Case study 1: treatment efficacy of beta-blockers using advanced clustering
Workflow
(i) Structured data from clinical trials; (ii) unsupervised clustering; (iii) internal and external validation by bootstrapping and leave-one-trial-out approach.
Rationale
Beta-blockers are highly effective in reducing mortality in patients with heart failure and reduced ejection fraction (HFrEF) in sinus rhythm, irrespective of patient age, or sex.14 However, the efficacy of beta-blockers was not demonstrated in patients with HFrEF and atrial fibrillation (AF), with a hazard ratio in this subgroup of 0.97 vs. placebo [95% confidence interval (CI): 0.83–1.14].15
Findings
Nine randomized trials provided individual patient data on 2837 HFrEF patients with an electrocardiogram (ECG) demonstrating AF at the time of randomization (see Supplementary material online, Table S1 for additional methods). The median age was 65 years (IQR: 56–72), 24% women, and the baseline left ventricular ejection fraction was 27% (IQR: 21–33). All-cause mortality over a mean of 1.3 years of follow-up by intention to treat was not different between patients with AF randomized to beta-blockers or placebo (19.7% vs. 21.1%). Structured data underwent unsupervised AI clustering, with pre-processing using variational autoencoders as a dimensionality reduction algorithm. Four of five clusters showed a consistent lack of efficacy from beta-blockers. However, one cluster of younger AF patients did demonstrate a significant reduction in mortality with beta-blockers (odds ratio: 0.57, 95% CI: 0.35–0.93; P = 0.024; Figure 3A).3 Validation demonstrated good reliability and repeatability of results.
Critical interpretation
An unsupervised neural network-based approach was able to cluster patients with heart failure into different treatment groups based on their responses to beta-blocker therapy. Discovering novel patient subgroups may be valuable for future drug development and the design of clinical studies. As with any clinical trial, selection criteria can lead to differences with the real-world population, where additional patient heterogeneity could affect results.

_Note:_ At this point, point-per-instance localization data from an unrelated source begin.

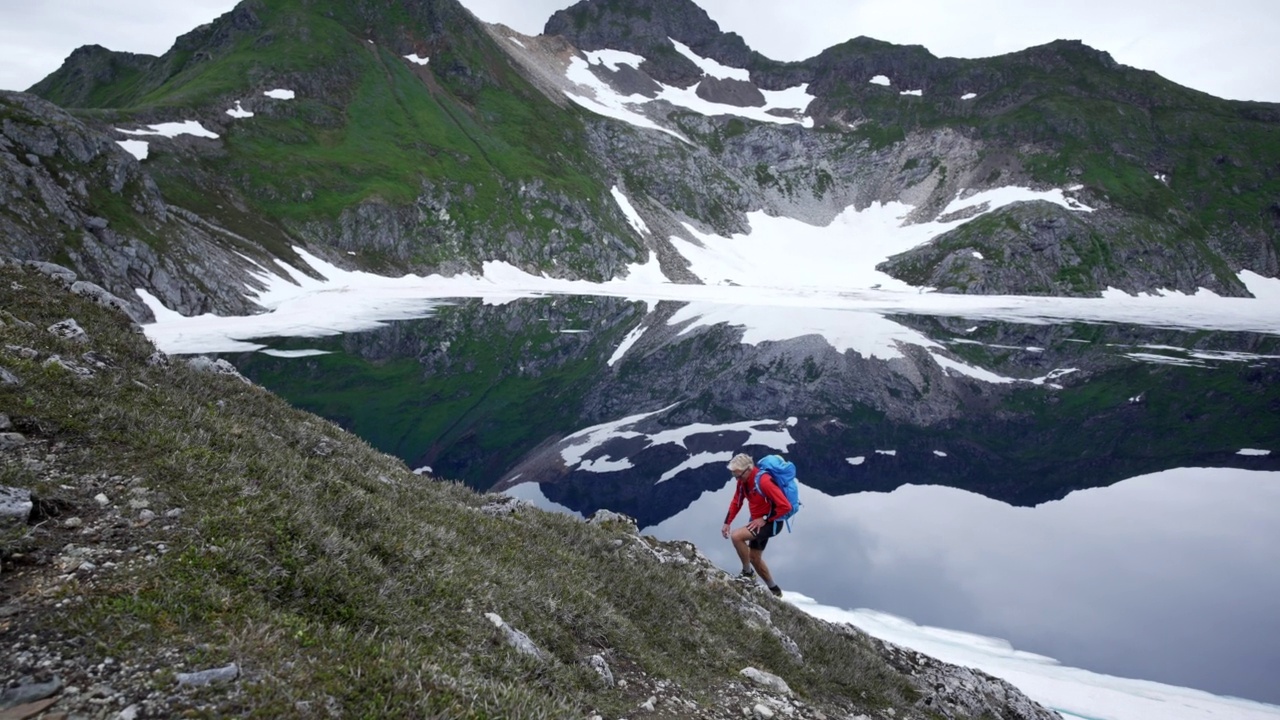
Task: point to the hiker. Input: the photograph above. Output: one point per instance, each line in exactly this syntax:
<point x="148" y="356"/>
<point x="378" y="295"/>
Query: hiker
<point x="766" y="507"/>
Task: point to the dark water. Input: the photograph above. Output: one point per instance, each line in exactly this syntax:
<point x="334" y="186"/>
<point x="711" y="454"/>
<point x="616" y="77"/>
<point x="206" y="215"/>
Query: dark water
<point x="944" y="458"/>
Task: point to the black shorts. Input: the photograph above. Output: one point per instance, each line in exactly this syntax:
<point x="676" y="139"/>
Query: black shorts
<point x="760" y="538"/>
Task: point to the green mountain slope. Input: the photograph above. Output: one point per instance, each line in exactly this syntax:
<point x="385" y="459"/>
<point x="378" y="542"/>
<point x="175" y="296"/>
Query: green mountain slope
<point x="183" y="520"/>
<point x="393" y="165"/>
<point x="433" y="155"/>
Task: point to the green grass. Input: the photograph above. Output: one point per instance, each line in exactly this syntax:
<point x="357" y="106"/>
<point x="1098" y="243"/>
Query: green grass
<point x="330" y="572"/>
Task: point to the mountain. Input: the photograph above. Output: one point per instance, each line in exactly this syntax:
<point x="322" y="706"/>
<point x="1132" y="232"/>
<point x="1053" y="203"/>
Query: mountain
<point x="176" y="541"/>
<point x="417" y="139"/>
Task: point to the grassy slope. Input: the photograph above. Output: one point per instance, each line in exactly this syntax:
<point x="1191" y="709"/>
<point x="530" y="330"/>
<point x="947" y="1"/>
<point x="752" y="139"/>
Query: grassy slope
<point x="327" y="569"/>
<point x="1109" y="127"/>
<point x="373" y="127"/>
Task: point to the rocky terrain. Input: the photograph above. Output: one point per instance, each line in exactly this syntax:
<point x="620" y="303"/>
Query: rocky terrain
<point x="476" y="154"/>
<point x="177" y="542"/>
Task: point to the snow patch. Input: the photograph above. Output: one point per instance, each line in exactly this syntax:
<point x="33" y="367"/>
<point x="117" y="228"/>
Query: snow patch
<point x="136" y="147"/>
<point x="709" y="65"/>
<point x="630" y="212"/>
<point x="174" y="130"/>
<point x="696" y="461"/>
<point x="293" y="352"/>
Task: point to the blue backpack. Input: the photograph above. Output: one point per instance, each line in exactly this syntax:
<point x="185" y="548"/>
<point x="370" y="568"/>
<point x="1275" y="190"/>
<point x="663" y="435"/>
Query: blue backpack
<point x="785" y="474"/>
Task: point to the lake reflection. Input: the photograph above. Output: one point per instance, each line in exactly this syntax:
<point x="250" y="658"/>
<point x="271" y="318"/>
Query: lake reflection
<point x="1169" y="577"/>
<point x="949" y="461"/>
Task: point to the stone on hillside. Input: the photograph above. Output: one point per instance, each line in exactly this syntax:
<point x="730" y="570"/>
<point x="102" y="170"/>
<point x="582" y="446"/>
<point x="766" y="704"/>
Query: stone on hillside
<point x="53" y="270"/>
<point x="515" y="638"/>
<point x="206" y="677"/>
<point x="103" y="297"/>
<point x="69" y="329"/>
<point x="80" y="370"/>
<point x="728" y="91"/>
<point x="30" y="692"/>
<point x="767" y="680"/>
<point x="602" y="668"/>
<point x="14" y="506"/>
<point x="10" y="318"/>
<point x="602" y="516"/>
<point x="8" y="441"/>
<point x="215" y="367"/>
<point x="504" y="505"/>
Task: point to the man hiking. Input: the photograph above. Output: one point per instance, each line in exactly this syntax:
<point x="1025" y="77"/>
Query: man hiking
<point x="766" y="505"/>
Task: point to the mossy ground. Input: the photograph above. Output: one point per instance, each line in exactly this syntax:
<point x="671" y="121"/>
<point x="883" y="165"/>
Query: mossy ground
<point x="336" y="578"/>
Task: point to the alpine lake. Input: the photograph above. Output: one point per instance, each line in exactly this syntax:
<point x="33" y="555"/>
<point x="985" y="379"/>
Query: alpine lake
<point x="1106" y="495"/>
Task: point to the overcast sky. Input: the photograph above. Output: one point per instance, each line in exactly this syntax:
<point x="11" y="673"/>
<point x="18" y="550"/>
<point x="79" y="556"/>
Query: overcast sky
<point x="1226" y="48"/>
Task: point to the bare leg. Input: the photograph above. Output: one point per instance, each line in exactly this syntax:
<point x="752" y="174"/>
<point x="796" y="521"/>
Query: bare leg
<point x="744" y="554"/>
<point x="758" y="563"/>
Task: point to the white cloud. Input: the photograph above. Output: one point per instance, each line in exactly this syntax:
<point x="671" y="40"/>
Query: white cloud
<point x="1225" y="49"/>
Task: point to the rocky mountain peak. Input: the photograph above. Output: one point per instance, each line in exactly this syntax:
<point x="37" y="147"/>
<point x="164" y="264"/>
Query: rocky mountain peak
<point x="647" y="27"/>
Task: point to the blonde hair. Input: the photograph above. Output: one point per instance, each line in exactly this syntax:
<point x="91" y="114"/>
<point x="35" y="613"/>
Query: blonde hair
<point x="740" y="463"/>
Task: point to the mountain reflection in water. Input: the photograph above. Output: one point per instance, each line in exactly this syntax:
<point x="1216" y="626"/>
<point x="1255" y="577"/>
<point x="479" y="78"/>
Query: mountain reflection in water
<point x="594" y="402"/>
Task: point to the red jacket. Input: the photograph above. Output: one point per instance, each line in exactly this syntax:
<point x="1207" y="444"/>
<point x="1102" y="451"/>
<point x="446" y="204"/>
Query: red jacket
<point x="768" y="504"/>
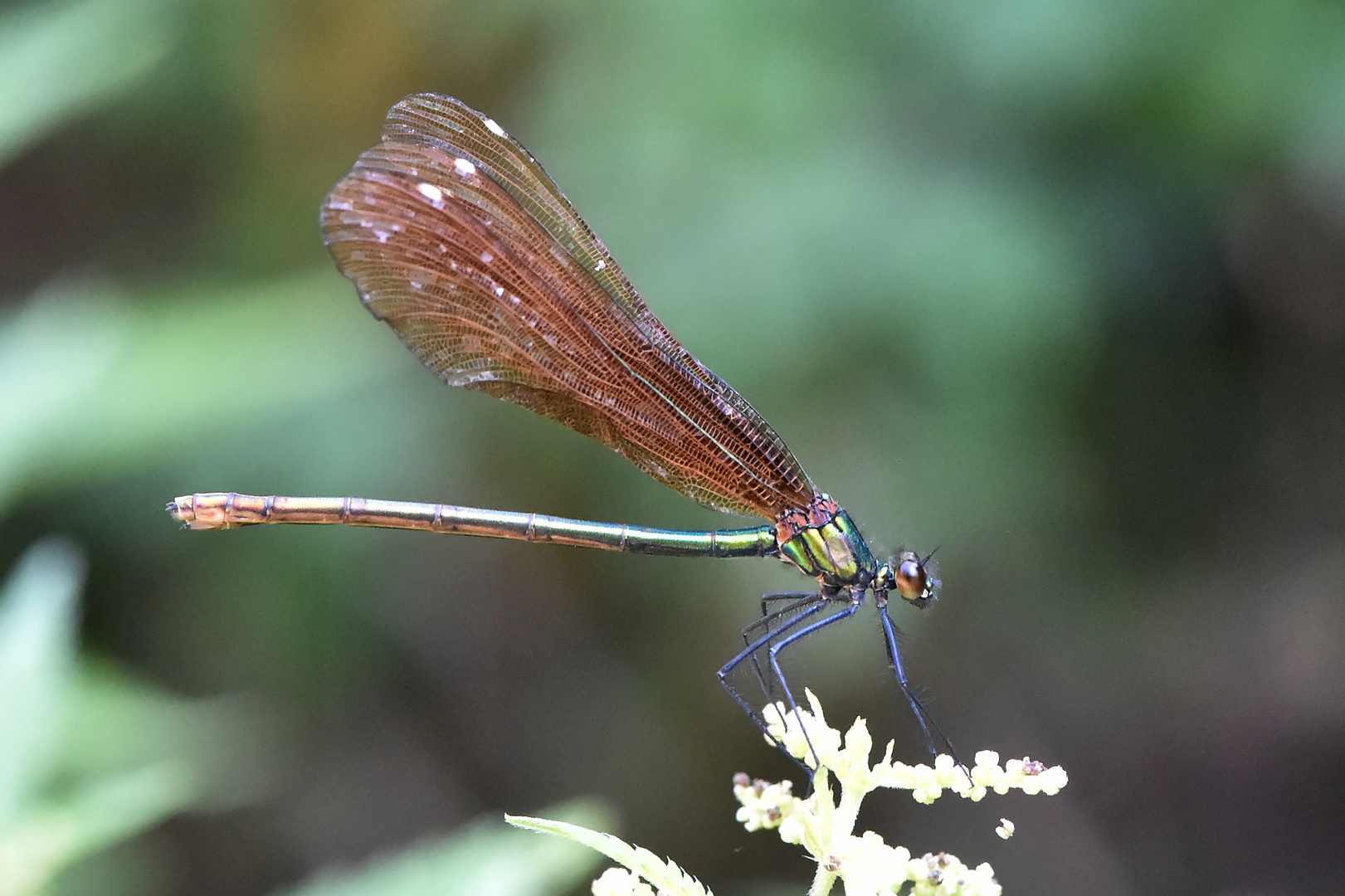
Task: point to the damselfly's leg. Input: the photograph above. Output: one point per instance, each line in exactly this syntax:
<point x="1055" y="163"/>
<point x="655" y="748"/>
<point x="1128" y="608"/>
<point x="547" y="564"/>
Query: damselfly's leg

Case study 2: integration of high-dimensional omics data
Workflow
(i) Structured omics data; (ii) unsupervised—GO2PLS; (iii) external algorithm validation.
Rationale
The GO2PLS method was applied to integrate two heterogeneous omics data sets using simultaneous dimension reduction and feature selection. ChIP- and RNA-seq data from 13 patients with hypertrophic cardiomyopathy (HCM) and 10 controls were integrated (see Supplementary material online, Table S2), with better separation of cases and controls compared with conventional principal component analysis.12 GO2PLS was validated on a different data set with transcriptomics and inflammatory markers from mucosal samples taken from patients with primary sclerosing cholangitis-inflammatory bowel disease (PSC-IBD; n = 10) and ulcerative colitis (n = 10).16
Findings
The two sets of omics data were analysed; 1387 differentially expressed transcripts from RNA sequencing and seven inflammatory markers from flow cytometry. Using GO2PLS, the predicted sample scores showed a segregation of patients with PSC-IBD vs. ulcerative colitis. For the top selected genes, a functional association network was constructed using the STRING17 open-access database of known and predicted protein–protein interactions (Figure 3B). An enrichment analysis using the open-access DisGeNet18 gene-disease database was performed, and the genes selected by GO2PLS were significantly enriched for the IBD gene set (P < 0.0001, corrected for multiple testing). Additionally, hub genes responsible for the regulation of immune and inflammatory responses were found (chemokine ligand 1, CXCL1).16
Critical interpretation
Integration of different types of clinical data using machine learning, including genomics and proteomics, was an effective way of pinpointing target genes for new translational studies. Although based on small sample size and therefore limited in interpretation, the method used was validated by experiments on an external data set.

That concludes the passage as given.